欧州連合(EU)は12日、域内で管理されているロシア中央銀行の資産を無期限で凍結することで合意した。これまでは6カ月ごとに凍結の延長の是非を巡る投票を実施していたが、無期限で凍結することで、ロシアと比較的良好な関係を持つハンガリーやスロバキアなどが反対する事態を防ぐ狙いがあるとみられる。
(1)「無期限凍結の対象になるのは2100億ユーロ(約2460億ドル)に上る資産。EUは域内で凍結されているロシア資産を担保にウクライナに最大1650億ユーロの融資を行う意向で、EUはロシア中銀資産を無期限で凍結することで、ロシア資産の多くが保管されているベルギーを説得したい考え。こうした融資は2026年と27年のウクライナの軍事、民生予算を賄うためのもので、ロシアが戦争賠償を支払った時点での返済が予定されている」
EUは、域内で凍結されているロシア資産を担保にウクライナに最大1650億ユーロの(約30兆1950億円)融資を行う意向である。これは、ロシアに払わせる賠償金が支払いを終えたら返済するもの。ウクライナ侵略を続けるロシアへの大きな制裁圧力となる。EUは、米国とロシアが主導するウクライナ和平交渉で、欧州側の交渉力が高まると期待する。

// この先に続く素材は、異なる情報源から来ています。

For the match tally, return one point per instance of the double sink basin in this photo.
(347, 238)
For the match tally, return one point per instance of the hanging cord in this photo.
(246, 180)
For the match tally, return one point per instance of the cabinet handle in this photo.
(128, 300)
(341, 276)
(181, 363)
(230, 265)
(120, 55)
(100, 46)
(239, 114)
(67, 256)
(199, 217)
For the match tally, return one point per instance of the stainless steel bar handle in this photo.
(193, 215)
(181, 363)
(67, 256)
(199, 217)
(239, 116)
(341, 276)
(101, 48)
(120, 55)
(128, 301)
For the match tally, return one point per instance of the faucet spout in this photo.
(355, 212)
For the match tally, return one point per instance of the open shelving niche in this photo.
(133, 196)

(2)「EUは18日に開く首脳会議で、融資の詳細のほか、ベルギーが単独で負担を強いられないようにする保証などについて詰めの協議を行う。これに先立ち、ウクライナのゼレンスキー大統領は15日にベルリンを訪問し、メルツ独首相と会談。独政府によると、EUや北大西洋条約機構(NATO)の首脳も協議に参加する」
凍結資産の多くを管理する証券決済機関ユーロクリアを抱えるベルギーは、融資案はリスクが大きいとして難色を示す。それだけに、EUやNATOも参加して、ロシアの復讐に備えて議論する。ウクライナのNATO加盟については、加盟国の間で意見が一致していない状況だ。

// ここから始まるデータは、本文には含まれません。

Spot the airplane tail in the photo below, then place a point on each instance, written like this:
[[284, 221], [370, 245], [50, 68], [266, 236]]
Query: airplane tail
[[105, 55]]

(3)「ロシア中銀は12日、EUによるロシア中銀の資産利用計画は違法だとし、国益を守るため、あらゆる手段を講じる権利を留保すると表明。ロシア資産の多くが保管されているベルギーの決済機関ユーロクリアについては、資金や証券の処分能力に悪影響を及ぼしたとし、モスクワの裁判所に提訴すると表明した」
ロシア中央銀行は12日、ユーロクリアに損害賠償を求め、モスクワの仲裁裁判所に提訴すると発表した。